I have a simple data set. The row names are a meaningful index and column 1 has a list of values. What I eventually want is the average of that list for each row name.
What it looks like now:
row name | years |
---|---|
108457 | [1200, 1200, 1540, 1890] |
237021 | [1600, 1270, 1270] |
What I eventually want it to look like:
row name | years |
---|---|
108457 | mean of list |
237021 | mean of list |
Currently, I'm trying to use unnest_wider(years)
. My plan is to then afterwards use rowMeans()

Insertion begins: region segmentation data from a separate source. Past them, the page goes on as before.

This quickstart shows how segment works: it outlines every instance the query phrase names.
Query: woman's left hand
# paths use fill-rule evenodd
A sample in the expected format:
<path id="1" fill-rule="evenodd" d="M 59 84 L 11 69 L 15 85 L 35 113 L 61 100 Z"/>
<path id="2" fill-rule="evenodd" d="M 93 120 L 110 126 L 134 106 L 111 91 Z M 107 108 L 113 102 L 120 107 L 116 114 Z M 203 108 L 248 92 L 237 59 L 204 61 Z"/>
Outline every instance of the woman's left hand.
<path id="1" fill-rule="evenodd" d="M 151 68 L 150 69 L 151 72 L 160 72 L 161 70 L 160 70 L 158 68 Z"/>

to find the mean of the unnested row. I can then merge the row name and average value with my main data set, so I'm not too concerned with deleting the new columns.
However, this whole process is taking a while and I'm having some issues with unnest_wider
. Currently, when I try:
unnest_wider(dataset, colname)
I get the following error:
Error in
as_indices_impl()
: ! Must subset columns with a valid subscript vector. ✖ Subscript has the wrong typedata.frame<years:list>
. ℹ It must be numeric or character.
When I try:
unnest_wider(colname)
My computer just runs endlessly and it looks like it's counting... it doesn't stop and I have to quit the application to terminate processing.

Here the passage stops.